But I have a problem when you begin the clock with the violence on Tuesday. Because the fact of the matter is that the lives of black people in this city, the lives of black people in this country have been violent for a long time. Violence is how enslavement actually happened. People will think of enslavement as like a summer camp, where you just have to work, where you just go and someone gives you food and lodging, but enslavement is violence, it is torture. Torture is how it was made possible. You can’t imagine enslavement without stripping away people’s kids and putting them up for sale. And the way you did that was, you threatened people with violence. Jim Crow was enforced through violence. That was the way things that got done. You didn’t politely ask somebody not to show up and vote. You stood in front of voting booths with guns, that’s what you did. And the state backed this; it was state-backed violence.
Violence is not even in our past. Violence continues today. I was reading a stat that the neighborhood where the “riots” popped-off earlier this week is in fact the most incarcerated portion of the state of Maryland. And this is not surprising. We live in a country where the incarceration rate is 750 per 100,000. Our nearest competitor is allegedly undemocratic Russia at 400 or 500 per 100,000. China has roughly a billion more people than America; America incarcerates 800,000 more people than China. And as bad as that national incarceration rate is, the incarceration rate for black men is somewhere around 4,000 per 100,000. So if you think the incarceration rate for America is bad, for black America it’s somewhere where there is no real historical parallel.
And incarceration is, even in and of itself, a kind of euphemism, a very nice word, for what actually happens when they cart you off and take you to jail for long periods of time. Jails are violent.
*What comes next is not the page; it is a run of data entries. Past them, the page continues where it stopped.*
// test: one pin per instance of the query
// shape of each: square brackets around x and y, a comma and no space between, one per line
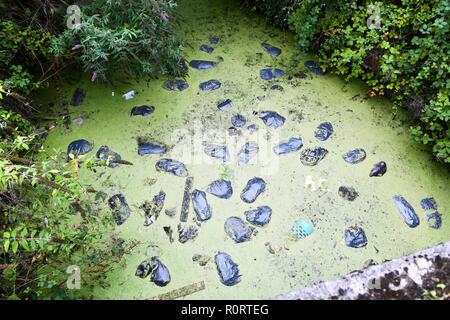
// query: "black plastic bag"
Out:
[227,269]
[253,189]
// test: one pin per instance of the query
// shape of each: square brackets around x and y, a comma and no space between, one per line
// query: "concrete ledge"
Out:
[406,270]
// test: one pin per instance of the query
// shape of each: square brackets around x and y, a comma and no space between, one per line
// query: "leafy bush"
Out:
[135,37]
[398,48]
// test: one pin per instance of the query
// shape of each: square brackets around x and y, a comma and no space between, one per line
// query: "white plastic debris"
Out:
[129,95]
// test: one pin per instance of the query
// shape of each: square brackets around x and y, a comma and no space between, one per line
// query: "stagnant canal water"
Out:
[181,117]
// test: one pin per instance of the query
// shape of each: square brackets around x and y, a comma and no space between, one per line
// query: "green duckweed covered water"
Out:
[305,103]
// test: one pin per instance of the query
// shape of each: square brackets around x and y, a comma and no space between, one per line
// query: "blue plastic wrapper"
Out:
[227,269]
[409,215]
[221,188]
[78,147]
[201,206]
[259,216]
[253,189]
[294,144]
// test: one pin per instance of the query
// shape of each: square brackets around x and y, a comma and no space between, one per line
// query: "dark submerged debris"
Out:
[259,216]
[314,67]
[221,188]
[186,233]
[238,120]
[78,96]
[294,144]
[227,269]
[201,206]
[248,151]
[355,237]
[172,166]
[253,189]
[119,205]
[310,157]
[271,49]
[324,131]
[348,193]
[142,111]
[186,199]
[105,154]
[210,85]
[149,148]
[355,156]
[217,151]
[201,64]
[227,104]
[78,147]
[272,119]
[238,230]
[409,215]
[378,170]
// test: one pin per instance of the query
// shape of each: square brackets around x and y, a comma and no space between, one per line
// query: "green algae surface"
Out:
[189,119]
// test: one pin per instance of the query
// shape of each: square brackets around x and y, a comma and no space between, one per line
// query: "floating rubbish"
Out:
[227,269]
[271,49]
[186,199]
[409,215]
[129,95]
[259,216]
[294,144]
[310,157]
[120,207]
[78,96]
[227,104]
[355,156]
[238,230]
[201,64]
[355,237]
[434,220]
[201,206]
[142,111]
[314,67]
[186,233]
[220,188]
[105,154]
[78,147]
[324,131]
[253,189]
[428,204]
[172,166]
[301,229]
[238,120]
[272,119]
[181,292]
[149,148]
[378,170]
[210,85]
[348,193]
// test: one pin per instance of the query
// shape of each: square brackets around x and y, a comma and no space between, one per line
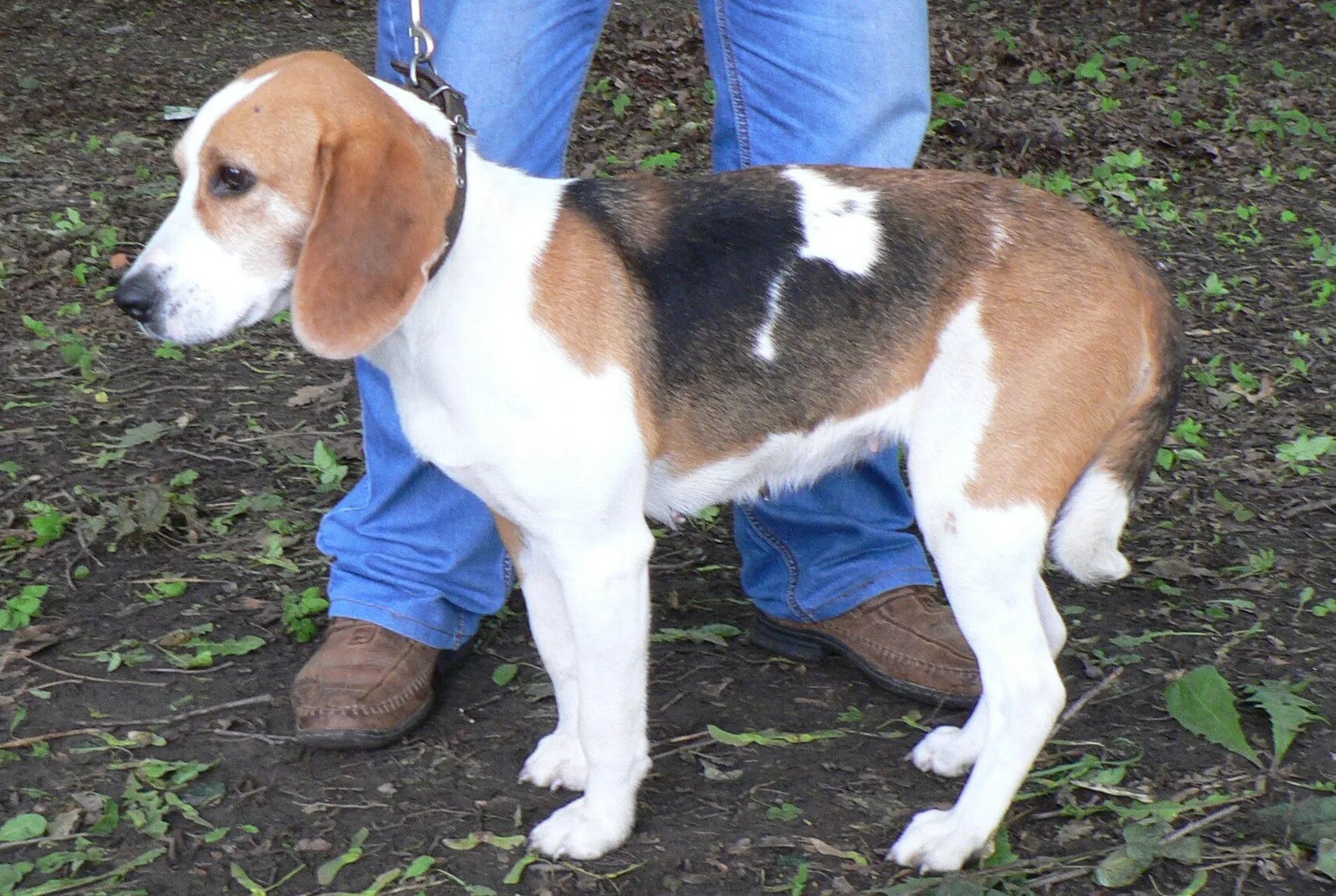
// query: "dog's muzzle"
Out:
[139,295]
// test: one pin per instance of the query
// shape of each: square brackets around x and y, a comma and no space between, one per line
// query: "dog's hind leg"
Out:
[948,751]
[988,569]
[988,551]
[604,579]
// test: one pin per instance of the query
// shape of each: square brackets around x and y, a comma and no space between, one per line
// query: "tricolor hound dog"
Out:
[592,353]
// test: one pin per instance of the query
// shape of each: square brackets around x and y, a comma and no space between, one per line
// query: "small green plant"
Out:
[325,464]
[1091,70]
[163,591]
[1288,709]
[22,609]
[47,523]
[1303,453]
[716,634]
[1324,252]
[298,611]
[660,162]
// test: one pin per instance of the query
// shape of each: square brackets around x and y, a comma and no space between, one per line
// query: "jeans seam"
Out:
[735,87]
[391,77]
[788,555]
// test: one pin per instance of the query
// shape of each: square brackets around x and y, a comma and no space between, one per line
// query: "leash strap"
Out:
[428,84]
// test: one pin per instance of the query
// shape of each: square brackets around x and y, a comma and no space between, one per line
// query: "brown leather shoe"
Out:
[903,640]
[366,687]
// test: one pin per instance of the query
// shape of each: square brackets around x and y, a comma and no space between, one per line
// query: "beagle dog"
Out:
[592,353]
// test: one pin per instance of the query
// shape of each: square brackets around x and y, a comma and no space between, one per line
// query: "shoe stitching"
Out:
[374,709]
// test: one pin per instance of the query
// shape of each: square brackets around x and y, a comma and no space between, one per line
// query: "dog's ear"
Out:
[384,191]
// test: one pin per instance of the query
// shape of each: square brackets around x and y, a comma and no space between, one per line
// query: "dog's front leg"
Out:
[559,760]
[604,581]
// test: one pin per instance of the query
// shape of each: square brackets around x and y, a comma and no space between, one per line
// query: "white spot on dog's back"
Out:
[999,237]
[764,348]
[839,222]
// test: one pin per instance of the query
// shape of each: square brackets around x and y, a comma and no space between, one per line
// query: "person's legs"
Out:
[839,82]
[417,559]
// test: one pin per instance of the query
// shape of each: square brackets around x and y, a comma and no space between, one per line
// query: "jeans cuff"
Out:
[445,626]
[858,593]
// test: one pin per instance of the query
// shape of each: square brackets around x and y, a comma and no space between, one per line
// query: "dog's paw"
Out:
[581,831]
[556,762]
[937,841]
[948,751]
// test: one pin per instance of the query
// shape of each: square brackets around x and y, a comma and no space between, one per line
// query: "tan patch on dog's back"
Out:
[584,297]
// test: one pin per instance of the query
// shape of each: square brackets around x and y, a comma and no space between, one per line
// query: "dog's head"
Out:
[302,184]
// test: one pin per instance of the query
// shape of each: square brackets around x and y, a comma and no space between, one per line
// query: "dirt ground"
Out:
[159,585]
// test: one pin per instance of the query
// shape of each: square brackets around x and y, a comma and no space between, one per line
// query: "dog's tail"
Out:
[1085,536]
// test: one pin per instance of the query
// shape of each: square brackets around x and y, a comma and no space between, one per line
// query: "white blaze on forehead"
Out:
[839,222]
[764,346]
[209,115]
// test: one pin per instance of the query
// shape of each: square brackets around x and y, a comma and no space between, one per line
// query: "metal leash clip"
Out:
[428,83]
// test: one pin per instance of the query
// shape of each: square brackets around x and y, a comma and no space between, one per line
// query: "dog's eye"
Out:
[231,180]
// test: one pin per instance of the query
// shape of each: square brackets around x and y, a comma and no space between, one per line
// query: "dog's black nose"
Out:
[137,295]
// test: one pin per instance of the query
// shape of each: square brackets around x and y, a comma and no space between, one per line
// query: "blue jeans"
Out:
[798,82]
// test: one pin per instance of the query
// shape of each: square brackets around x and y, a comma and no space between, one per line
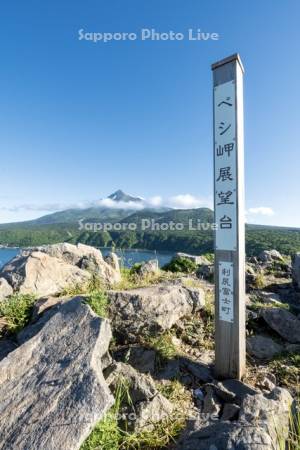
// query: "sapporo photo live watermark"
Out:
[147,34]
[147,225]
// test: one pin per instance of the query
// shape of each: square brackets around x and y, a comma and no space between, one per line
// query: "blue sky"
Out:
[82,119]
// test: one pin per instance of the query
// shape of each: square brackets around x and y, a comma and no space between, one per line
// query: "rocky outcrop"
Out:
[296,270]
[146,311]
[87,258]
[198,260]
[50,269]
[257,424]
[41,274]
[263,347]
[5,289]
[283,322]
[267,256]
[148,268]
[52,390]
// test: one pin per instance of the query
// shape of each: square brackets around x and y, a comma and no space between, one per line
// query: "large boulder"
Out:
[283,322]
[197,259]
[50,269]
[262,424]
[87,258]
[296,270]
[146,311]
[40,274]
[5,289]
[52,390]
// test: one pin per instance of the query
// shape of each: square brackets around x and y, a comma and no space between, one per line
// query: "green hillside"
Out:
[258,238]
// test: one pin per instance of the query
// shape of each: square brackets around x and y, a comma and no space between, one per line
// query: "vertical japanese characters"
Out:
[226,312]
[225,166]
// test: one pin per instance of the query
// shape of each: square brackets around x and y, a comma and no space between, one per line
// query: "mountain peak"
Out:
[120,196]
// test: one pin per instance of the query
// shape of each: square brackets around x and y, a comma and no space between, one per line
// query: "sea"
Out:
[128,257]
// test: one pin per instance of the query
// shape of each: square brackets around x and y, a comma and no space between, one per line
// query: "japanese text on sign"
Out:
[226,291]
[225,166]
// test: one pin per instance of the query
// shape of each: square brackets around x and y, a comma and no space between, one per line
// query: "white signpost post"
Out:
[229,218]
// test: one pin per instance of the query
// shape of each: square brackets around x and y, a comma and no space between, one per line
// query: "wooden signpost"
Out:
[229,218]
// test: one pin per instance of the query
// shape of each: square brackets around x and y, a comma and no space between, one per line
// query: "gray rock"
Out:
[202,372]
[50,269]
[146,311]
[230,411]
[211,403]
[146,406]
[170,371]
[42,275]
[283,322]
[141,358]
[205,272]
[149,268]
[43,304]
[199,260]
[269,297]
[71,254]
[6,346]
[113,260]
[5,289]
[270,255]
[263,347]
[233,390]
[52,391]
[261,422]
[296,269]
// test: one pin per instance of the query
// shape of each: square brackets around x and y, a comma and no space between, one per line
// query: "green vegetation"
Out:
[164,346]
[258,238]
[109,435]
[132,280]
[15,313]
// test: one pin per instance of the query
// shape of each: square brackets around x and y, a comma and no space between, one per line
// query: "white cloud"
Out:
[187,201]
[155,201]
[261,211]
[109,203]
[28,211]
To survive, you use violence. To be incarcerated in this country is to be subjected to the possibility of sexual assault, is to be subjected to possibility of violence from fellow inmates, to be subjected to violence from guards. And the saddest part of this is that this mirrors the kind of violence that I saw in my neighborhood as a young man in West Baltimore.
There’s a phrase I’ve been thinking about a lot recently by the great Russian writer Aleksandr Solzhenitsyn. Solzhenitsyn has this great, great quote that I think about all the time: He says in his book The Gulag Archipelago, “Wherever the law is, crime can be found.” And I love this quote—it’s a beautifully written sentence—because it hints at, though it does not say, the human agency in law and what we call people. And so, certain things are violence, and certain things are not. Certain things are the acts committed by thugs, and certain things are the acts committed by the law. And in terms of rendering black people illegitimate, in terms of putting black people in certain boxes where things can be done to them, the vocabulary is very, very important—the law is very, very important—in terms of where we draw the line.